The RBI, too, has used the offshore market for its own intervention. Over the past few months, its forward book has widened to $78 billion in dollar liabilities as of February, some of which includes overseas bets. Those positions eventually need to be settled, creating fresh demand for dollars that can weigh on the local currency.
To be sure, the latest measures don’t restrict foreign investors from hedging through domestic banks, as long as it’s in the deliverable market and not for speculation. They also don’t prevent others from offshore trading of NDFs.
“Such measures are likely to create a wedge between offshore and onshore markets,” said Soumya Kanti Ghosh, chief economic adviser at State Bank of India and a member of the prime minister’s economic advisory council. “This might create a vicious loop” where offshore premiums see gains, he added.
In recent years, regulators have repeatedly stepped in to cool market activity at a time when India is seeking a bigger place in global portfolios. A crackdown on equity derivatives tightened rules on short-term speculation by cutting the number of weekly index options expiries. Authorities stifled a once-buoyant onshore currency futures market in 2024.
What Bloomberg Strategists Say...
While the rupee is likely to be a lot steadier in light of the ceasefire and the RBI’s previously announced measures to curb speculation against the currency, the deficit outlook will still check how far the rupee can strengthen from here.
— Ven Ram, Markets Live Strategist
Still, the trade-off between currency stability and an open market may be unavoidable in times of stress. RBI’s Malhotra said FX volatility surged in the final weeks of March, with positions building up and arbitrage widening between non-deliverable and deliverable markets.
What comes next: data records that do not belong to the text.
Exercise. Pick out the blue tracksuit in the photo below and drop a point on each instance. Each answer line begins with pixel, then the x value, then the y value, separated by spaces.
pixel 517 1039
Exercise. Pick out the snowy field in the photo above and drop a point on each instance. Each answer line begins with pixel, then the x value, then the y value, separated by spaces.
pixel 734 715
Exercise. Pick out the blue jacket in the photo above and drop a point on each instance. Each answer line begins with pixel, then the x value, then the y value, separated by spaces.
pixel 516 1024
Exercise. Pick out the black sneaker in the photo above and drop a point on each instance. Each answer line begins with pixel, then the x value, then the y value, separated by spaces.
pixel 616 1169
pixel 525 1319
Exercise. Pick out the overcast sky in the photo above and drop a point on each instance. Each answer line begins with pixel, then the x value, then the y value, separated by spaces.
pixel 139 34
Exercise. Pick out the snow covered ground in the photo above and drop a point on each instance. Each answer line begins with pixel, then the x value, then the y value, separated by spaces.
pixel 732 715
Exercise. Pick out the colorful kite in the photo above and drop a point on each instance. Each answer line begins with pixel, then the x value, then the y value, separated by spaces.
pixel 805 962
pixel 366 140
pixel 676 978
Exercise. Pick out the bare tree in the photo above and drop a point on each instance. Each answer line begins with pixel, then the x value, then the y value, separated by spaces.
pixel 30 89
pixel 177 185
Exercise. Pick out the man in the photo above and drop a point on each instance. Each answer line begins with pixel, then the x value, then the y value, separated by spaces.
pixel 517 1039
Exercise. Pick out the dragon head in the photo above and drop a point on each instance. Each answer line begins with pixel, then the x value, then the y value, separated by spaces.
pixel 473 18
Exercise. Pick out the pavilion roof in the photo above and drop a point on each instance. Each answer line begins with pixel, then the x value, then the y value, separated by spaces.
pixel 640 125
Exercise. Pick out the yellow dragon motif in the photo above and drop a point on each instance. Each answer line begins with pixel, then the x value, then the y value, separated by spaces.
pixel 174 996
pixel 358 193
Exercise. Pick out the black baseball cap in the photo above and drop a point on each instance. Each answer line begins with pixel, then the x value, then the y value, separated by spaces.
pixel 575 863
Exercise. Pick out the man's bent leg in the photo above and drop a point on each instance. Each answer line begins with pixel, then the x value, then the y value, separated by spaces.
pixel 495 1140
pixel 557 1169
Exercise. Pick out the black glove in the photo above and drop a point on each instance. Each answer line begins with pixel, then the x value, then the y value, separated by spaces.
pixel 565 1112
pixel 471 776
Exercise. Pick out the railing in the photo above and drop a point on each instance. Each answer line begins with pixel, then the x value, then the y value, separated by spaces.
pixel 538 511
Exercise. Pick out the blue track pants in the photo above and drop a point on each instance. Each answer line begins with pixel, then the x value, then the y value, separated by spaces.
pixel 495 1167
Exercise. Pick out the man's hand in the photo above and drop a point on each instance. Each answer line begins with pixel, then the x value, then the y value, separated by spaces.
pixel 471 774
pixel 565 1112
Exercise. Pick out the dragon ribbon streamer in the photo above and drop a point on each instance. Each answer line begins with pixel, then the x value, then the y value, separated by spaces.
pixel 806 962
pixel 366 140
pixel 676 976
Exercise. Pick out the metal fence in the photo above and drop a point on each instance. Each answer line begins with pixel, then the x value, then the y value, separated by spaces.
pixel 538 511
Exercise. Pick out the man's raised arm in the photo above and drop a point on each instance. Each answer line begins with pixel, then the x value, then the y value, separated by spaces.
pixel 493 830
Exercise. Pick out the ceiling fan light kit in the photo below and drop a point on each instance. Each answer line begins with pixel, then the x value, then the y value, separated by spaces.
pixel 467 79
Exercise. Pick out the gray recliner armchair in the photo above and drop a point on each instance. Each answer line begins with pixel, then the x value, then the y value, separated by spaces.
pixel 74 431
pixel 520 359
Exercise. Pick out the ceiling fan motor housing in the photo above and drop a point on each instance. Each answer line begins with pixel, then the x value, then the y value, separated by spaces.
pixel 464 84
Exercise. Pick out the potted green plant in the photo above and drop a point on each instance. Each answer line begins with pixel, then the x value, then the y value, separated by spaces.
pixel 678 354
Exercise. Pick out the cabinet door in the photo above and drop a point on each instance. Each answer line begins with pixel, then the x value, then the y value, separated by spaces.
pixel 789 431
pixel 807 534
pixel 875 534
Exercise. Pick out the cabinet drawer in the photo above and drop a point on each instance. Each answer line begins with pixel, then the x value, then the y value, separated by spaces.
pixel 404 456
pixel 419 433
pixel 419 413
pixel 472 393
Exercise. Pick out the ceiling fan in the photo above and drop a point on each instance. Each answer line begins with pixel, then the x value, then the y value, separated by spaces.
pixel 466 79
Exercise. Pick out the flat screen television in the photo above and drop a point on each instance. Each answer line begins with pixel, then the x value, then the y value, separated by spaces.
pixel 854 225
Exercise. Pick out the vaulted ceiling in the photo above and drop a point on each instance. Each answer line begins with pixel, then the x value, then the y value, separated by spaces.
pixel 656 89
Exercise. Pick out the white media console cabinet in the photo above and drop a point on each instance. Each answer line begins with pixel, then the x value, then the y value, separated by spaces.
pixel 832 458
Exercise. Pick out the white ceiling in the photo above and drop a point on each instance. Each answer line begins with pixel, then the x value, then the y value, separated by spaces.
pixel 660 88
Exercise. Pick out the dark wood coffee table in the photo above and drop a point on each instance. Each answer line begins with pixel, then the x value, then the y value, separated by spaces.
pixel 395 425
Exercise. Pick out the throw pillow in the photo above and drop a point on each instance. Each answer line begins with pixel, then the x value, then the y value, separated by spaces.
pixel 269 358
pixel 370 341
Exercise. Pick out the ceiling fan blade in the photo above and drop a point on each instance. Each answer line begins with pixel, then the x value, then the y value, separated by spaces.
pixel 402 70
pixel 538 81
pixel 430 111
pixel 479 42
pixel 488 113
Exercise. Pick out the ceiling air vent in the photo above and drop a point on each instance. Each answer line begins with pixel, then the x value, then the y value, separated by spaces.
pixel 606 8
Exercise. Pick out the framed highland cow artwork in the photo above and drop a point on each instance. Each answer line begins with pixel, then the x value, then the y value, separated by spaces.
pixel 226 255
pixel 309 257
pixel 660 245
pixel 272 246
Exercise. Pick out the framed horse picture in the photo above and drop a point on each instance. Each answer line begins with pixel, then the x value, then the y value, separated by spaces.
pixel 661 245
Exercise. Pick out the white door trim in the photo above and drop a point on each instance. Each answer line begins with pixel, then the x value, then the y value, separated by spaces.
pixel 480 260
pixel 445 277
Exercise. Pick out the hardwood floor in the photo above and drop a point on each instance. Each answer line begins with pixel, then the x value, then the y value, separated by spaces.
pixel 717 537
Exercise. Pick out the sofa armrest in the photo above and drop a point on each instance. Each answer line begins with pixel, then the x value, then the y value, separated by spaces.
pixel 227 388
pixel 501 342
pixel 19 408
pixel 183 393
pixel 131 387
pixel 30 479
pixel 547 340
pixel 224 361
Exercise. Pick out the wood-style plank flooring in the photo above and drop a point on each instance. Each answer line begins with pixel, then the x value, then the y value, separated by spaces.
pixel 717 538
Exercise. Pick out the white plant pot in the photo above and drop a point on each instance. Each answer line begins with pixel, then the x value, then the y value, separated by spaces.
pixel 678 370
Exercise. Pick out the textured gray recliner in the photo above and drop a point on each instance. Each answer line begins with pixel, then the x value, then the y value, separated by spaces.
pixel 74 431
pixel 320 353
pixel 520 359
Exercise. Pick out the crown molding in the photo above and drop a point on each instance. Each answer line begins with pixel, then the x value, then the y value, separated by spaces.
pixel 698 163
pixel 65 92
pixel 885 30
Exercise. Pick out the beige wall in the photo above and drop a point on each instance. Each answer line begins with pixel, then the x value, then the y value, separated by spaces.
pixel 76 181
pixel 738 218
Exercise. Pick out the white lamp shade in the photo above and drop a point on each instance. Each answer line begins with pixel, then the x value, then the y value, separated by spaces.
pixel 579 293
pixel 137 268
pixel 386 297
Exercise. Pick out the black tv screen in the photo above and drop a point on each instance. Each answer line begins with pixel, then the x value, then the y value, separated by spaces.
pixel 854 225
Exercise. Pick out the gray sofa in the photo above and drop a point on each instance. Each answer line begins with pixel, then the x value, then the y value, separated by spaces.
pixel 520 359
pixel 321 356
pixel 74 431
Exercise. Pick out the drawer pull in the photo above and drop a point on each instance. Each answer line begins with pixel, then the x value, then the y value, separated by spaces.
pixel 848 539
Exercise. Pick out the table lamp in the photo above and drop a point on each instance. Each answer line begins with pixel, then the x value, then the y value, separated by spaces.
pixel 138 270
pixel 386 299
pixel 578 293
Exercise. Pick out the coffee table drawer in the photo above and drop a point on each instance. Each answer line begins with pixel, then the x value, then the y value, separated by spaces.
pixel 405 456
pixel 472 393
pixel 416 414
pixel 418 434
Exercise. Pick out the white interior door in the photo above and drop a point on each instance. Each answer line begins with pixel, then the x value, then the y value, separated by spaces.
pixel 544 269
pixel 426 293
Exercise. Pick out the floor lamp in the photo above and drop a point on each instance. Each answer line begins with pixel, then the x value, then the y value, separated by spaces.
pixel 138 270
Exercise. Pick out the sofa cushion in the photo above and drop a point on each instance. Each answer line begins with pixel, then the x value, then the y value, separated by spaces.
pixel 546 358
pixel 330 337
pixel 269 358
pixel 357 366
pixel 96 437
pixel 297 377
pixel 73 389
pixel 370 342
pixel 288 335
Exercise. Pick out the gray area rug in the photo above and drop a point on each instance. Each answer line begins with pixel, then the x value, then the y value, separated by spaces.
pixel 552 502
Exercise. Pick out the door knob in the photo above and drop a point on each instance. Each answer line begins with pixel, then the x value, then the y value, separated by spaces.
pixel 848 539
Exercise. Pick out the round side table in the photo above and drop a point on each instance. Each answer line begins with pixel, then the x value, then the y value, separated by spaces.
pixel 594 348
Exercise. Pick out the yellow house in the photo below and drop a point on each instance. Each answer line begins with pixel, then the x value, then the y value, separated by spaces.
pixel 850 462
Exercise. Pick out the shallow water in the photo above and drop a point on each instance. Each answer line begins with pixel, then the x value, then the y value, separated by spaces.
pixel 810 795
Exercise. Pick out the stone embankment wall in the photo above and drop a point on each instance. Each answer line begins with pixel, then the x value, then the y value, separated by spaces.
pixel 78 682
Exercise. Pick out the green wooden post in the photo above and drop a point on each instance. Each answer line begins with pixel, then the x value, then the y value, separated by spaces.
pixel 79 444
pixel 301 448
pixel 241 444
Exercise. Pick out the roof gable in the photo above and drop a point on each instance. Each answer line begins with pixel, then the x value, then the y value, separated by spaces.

Those linkages help price discovery in normal times, but not during periods of excessive volatility.
Former Securities and Exchange Board of India board member Ananth Narayan said there’s been a substantial build-up of bets against the rupee over the past two years, some for hedging but others likely speculative. Excessive one-sided positioning can be destabilizing, he said, making the RBI’s pushback understandable even if the timing is debatable.
Some analysts say the RBI’s measures offer only limited relief for an economy facing a current-account deficit and capital outflows. High oil prices may worsen inflation and the deficit, accelerating the rupee’s decline. The currency pressure isn’t likely to dissipate soon given the war, said Rajeswari Sengupta, associate professor at Indira Gandhi Institute of Development Research in Mumbai.
The policy’s effectiveness depends on what’s driving speculative bets. If trades were momentum-driven, they may unwind and help stabilize the rupee. But if they reflect deeper views about the outlook, investors may “lick their wounds and hold on,” and the fundamentals will re-assert themselves over time, said Jayanth R. Varma, a former member of the RBI Monetary Policy Committee.
For now, the NDF curbs have eroded liquidity and made hedging more difficult. The widening gap between onshore and offshore markets is already weighing on foreign demand for Indian bonds and could dent further inflows.
“Foreign investors need a reliable and predictable investment framework to maintain or increase their portfolio allocations to India,” said Rajeev De Mello, global macro portfolio manager at Gama Asset Management SA.